Audacia misionera y
anuncio explícito del evangelio
La misión
que Jesús nos confió ha tomado diferentes énfasis según la comprensión que se
ha ido teniendo a lo largo de la historia. De entenderla como una tarea que
había que realizar y casi obligar a los destinatarios a aceptar el mensaje, hoy,
en contextos de libertad y pluralismo religioso, resulta totalmente diferente.
Ya no se puede imponer la fe a nadie y menos tener una postura de condena y
rechazo a las otras tradiciones religiosas. Pero tampoco se puede caer en el
otro extremo: perder la audacia del anuncio y dejar de realizar planes y
proyectos pastorales que lleven adelante la dimensión misionera de la iglesia.

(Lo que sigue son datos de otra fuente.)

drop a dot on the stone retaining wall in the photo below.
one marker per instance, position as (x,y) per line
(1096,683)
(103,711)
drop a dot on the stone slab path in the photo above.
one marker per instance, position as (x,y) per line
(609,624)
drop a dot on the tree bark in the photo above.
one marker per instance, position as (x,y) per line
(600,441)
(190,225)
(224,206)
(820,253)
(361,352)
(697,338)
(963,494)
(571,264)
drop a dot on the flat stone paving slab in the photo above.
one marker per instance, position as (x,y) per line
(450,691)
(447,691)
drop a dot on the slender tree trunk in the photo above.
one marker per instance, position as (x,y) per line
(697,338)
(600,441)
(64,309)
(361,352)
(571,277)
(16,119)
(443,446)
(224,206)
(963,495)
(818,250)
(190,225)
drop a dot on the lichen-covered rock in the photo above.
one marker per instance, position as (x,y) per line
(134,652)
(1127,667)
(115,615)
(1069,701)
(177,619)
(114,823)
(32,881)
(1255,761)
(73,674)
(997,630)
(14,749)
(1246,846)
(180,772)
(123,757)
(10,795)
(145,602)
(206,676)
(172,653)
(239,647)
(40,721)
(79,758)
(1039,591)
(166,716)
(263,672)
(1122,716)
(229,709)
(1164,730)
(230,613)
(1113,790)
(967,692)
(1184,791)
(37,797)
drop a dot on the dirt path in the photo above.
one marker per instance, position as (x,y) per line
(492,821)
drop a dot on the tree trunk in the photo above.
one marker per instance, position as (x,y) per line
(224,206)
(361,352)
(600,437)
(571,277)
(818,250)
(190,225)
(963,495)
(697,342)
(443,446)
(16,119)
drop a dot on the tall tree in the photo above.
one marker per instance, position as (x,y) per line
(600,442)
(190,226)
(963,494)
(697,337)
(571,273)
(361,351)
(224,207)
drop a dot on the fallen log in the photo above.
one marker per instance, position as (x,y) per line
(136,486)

Tomar esa postura sería no responder al envío de Jesús a los suyos: “Vayan y
hagan que todos los pueblos sean mis discípulos. Bautícelos, en el nombre del
Padre y del Hijo y del Espíritu Santo y enséñeles a cumplir todo lo que yo les
he encomendado. Yo estoy con ustedes todos los días hasta que se termine este
mundo” (Mt 28, 19-20).
Entonces,
¿cómo combinar la audacia y el anuncio explícito con el respeto y la libertad
religiosa? Ese es uno de los grandes desafíos en estos tiempos y podríamos
señalar tres aspectos que pueden ayudar.
En primer
lugar, acoger la gracia de la fe recibida y ofrecerla con esa misma libertad:
“gratis lo recibieron, denlo gratis” (Mt 10,8). Cuando uno sabe que no es dueño
de lo que anuncia, lo puede comunicar con libertad y generosidad y abierto a
todos los cambios que la misma voz de Dios encarnada en la historia vaya
marcando. No es una empresa que podemos llevar adelante con nuestras fuerzas.
Es el Señor el que siembra la semilla y la hace crecer (Mc 4, 26-29). No son
nuestros méritos los que pueden conseguir el éxito. Es su sabiduría la que sabe
cómo sembrar, cuándo sembrar, dónde sembrar. Cuenta con nosotros, sin duda, y
de ahí el encargo recibido, pero como administradores y no como dueños, como
servidores y no como amos. Reconoce el origen de este don y vivirlo como tal,
da la libertad suficiente para anunciar sin imponer, para dar sin pedir nada a
cambio.
En segundo
lugar conviene recordar que todas las instituciones religiosas son mediaciones
de un misterio mayor. Ese “misterio” es el amor de Dios que nos desborda y que
va mucho más allá de las mediaciones históricas. Si hay algo que Jesús nos pide
para anunciar el reino es el trabajo por el ser humano: “sanen enfermos,
resuciten muertos, limpien leprosos, echen demonios” (Mt 10, 8). Bien entendido
el evangelio, nada de lo anterior se refiere a poderes sobrenaturales o a la
sola dimensión interior de las personas. El anuncio del reino realizado por
Jesús se concretó en las necesidades históricas de su tiempo, buscando el
bienestar de las personas, el reconocimiento de su dignidad, sus derechos
fundamentales y el deseo de Dios de ver que sus hijos e hijas desarrollarse
integralmente. Por eso el anuncio explícito del evangelio no es sólo una
doctrina sino todo un estilo de vida: una praxis de caridad, un compromiso
solidario.
Finalmente,
el mejor anuncio que se puede dar es el testimonio gozoso de la propia vida.
Que se note aquella alegría que da “encontrar el tesoro en el campo” (Mt
13,44). Si las personas ven el gozo y la plenitud de una vida, no se
incomodarán al escuchar las razones que mueven esa vida, ni se sentirán
fastidiados por una comprensión de mundo que puede no ser la suya pero que ven,
hace felices a quienes lo viven.
La misión
sigue siendo actual y necesaria. La misión con los cercanos y la misión “ad
gentes”, es decir, el anuncio de Jesús a tantos que nunca han oído hablar de Él.
Pero una misión que brota de la propia experiencia de vida y que ofrece con
generosidad las propias razones de esa fe. Personas así, no tienen problema de
convivir con la pluralidad y la diferencia. Por el contrario, saben recibir las
riquezas que los demás tienen –porque de toda realidad se puede aprender algo-
y brindar con libertad las propias. Y en un horizonte así vivido, sigue
teniendo vigencia la audacia misionera y el anuncio gozoso del evangelio.